E-tailers may lose Rs 10,000-12,000 crore revenues on tighter policy

Revenue growth of brick & mortar (B&M) retailers could increase 150-200 basis points (bps) in fiscal 2020, as e-retailers re-engineer business models to conform to the revised – and more stringent – regulations, which would slow down their revenue growth.


The Department of Industrial Policy & Promotion’s recent clarification on foreign direct investment (FDI) policy by e-retailers restricts equity ownership in sellers, caps the percentage procurement for sellers from e-marketplaces, and puts curbs on exclusive partnership with brands or providing favorable services to a few vendors. Further, the requirement of reporting compliance to the Reserve Bank of India on an annual basis would mean stringent implementation of these guidelines.


“Nearly 35-40% of e-retail industry sales, amounting to Rs 35,000-40,000 crore, could be impacted due to the tightened policy,” said Anuj Sethi, Senior Director, CRISIL Ratings. “The impact on e-retailers would be largely in the electronics and apparel segments, which account for a bulk of their revenues.”


CRISIL’s estimate suggests that if B&M retailers lap up even a fourth of the impacted sales of e-retailers, it would lead to topline gains of Rs 10,000-12,000 crore. That, in turn, would mean revenue growth would be 150-200 bps higher at ~19%, compared with CRISIL’s earlier expectation of 17% for fiscal 2020.


The top two e-retailers, accounting for about 70% of the e-retail industry revenue generate about half of their sales through group companies. Following the restriction on equity ownership in sellers, e-retailers will need to make changes in their supply chain and may alter business model in several ways, including adoption of franchisee model, thereby leading to increase in the cost of compliance as they strive to adhere to revised guidelines in less than 40 days.


Between fiscals 2014 and 2018, e-retail in India grew at 40% a year to reach Rs. 1 lakh crore, way faster than B&M’s growth at 13%, during this period, that scaled to Rs 3.2 lakh crore.


“The strong growth in e-retail was driven by deeper market penetration and attractive pricing compared with B&M retailers,” said Gautam Shahi, Director, CRISIL Ratings. “Robust FDI inflows of over Rs 95,000 crore in the past four fiscals have made this possible.”

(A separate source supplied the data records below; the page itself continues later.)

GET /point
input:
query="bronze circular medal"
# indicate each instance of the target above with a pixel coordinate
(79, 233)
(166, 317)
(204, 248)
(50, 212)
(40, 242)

Given tightened regulatory policy and a probable moderation in revenue growth for e-retailers compared with the past, FDI inflows and consequently, discounting by e-retailers may see moderation in fiscal 2020, providing a more level playing field to B&M retailers. However, long term growth potential for Indian e-retail continues to remain strong driven by increasing internet penetration, growing household private final consumption expenditure (PFCE) and convenience offered by online shopping.


In the near term, B&M retailers would see improving revenues, profitability and better cash flows, thus benefitting their overall credit profiles.